A big thanks goes out to Danny @ Euromedian for reachin' out to me! :beer:

Enjoy.


----------



## Vdubed13 (Jun 6, 2008)

:thumbup:


----------



## Ben from RI (Jun 5, 2009)

looks great


----------



## AlexsVR6 (Jul 24, 2007)

:thumbup::thumbup:


----------



## The NewF (Aug 28, 2010)

Nice pics! Looks even better in person:beer:


----------



## UghRice (Sep 8, 2010)

Nice subtlety :thumbup: Looks awesome


----------



## rain724 (Apr 18, 2007)

sweeeet!!!!:thumbup:


----------



## Matty Much (Nov 23, 2008)

awseome car, also this cars interior is hot


----------



## B.I.H.GTI (Jan 18, 2009)

looking good


----------



## SuperBacon (May 8, 2006)

the rainy pic is my new background :thumbup:


----------



## eastcoaststeeze (Jul 20, 2009)

very nice:thumbup:


----------



## empirerider (Jul 23, 2007)

Good stuff Lu:thumbup: And next time you do pictures at the old mill give me a call. It's not like it's five minutes from my house.


----------



## jimothy cricket (Jul 9, 2008)

I dont like the full polish. 

but I really like this vehicle as a whole!!!!!!


----------



## veeko (Oct 26, 2005)

Vdubed13 said:


> :thumbup:





Ben from RI said:


> looks great





AlexsVR6 said:


> :thumbup::thumbup:





UghRice said:


> Nice subtlety :thumbup: Looks awesome





rain724 said:


> sweeeet!!!!:thumbup:





B.I.H.GTI said:


> looking good


:beer:s all around, thanks guys!



Vw NewF said:


> Nice pics! Looks even better in person:beer:


So what you're telling me is that I need some better shots then! Haha just playin', thanks man! :thumbup:



mmm222 said:


> awseome car, also this cars interior is hot


I really wish I had some good shots of the interior. I feel as if the only one I have just doesn't do it any justice.



SuperBacon said:


> the rainy pic is my new background :thumbup:


Awesome! It's one of my favorite shots of my ride. :beer:



eastcoaststeeze said:


> very nice:thumbup:


Oh w3rd! I see your thoughts have slightly changed from what you posted in the MKIV forum. LOL just fukn wit ya!



empirerider said:


> Good stuff Lu:thumbup: And next time you do pictures at the old mill give me a call. It's not like it's five minutes from my house.

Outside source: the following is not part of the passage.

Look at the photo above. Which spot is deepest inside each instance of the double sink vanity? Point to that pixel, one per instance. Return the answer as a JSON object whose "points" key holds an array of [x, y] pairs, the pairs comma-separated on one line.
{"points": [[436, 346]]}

Yes Petey! It was more of a last minute shoot to pull something together for Euromedian. I'll def get at you next time I'm in your hood to shoot some snaps!



jimothy cricket said:


> I dont like the full polish.
> 
> but I really like this vehicle as a whole!!!!!!


It's all good, to each their own right. I feel as if the only way I could have pulled off these wheels was if I polished them and I'm absolutely happy that I did. Thanks for the compliment man, I dig your ride as well.


----------



## veeko (Oct 26, 2005)

a couple more...


----------



## hellaSmoked (Nov 24, 2004)

Exterior looks decent, but that interior is nasty.


----------



## TH3-8055 (Mar 28, 2008)

Lu, well done, puttin Toronto Dubs on the map!


----------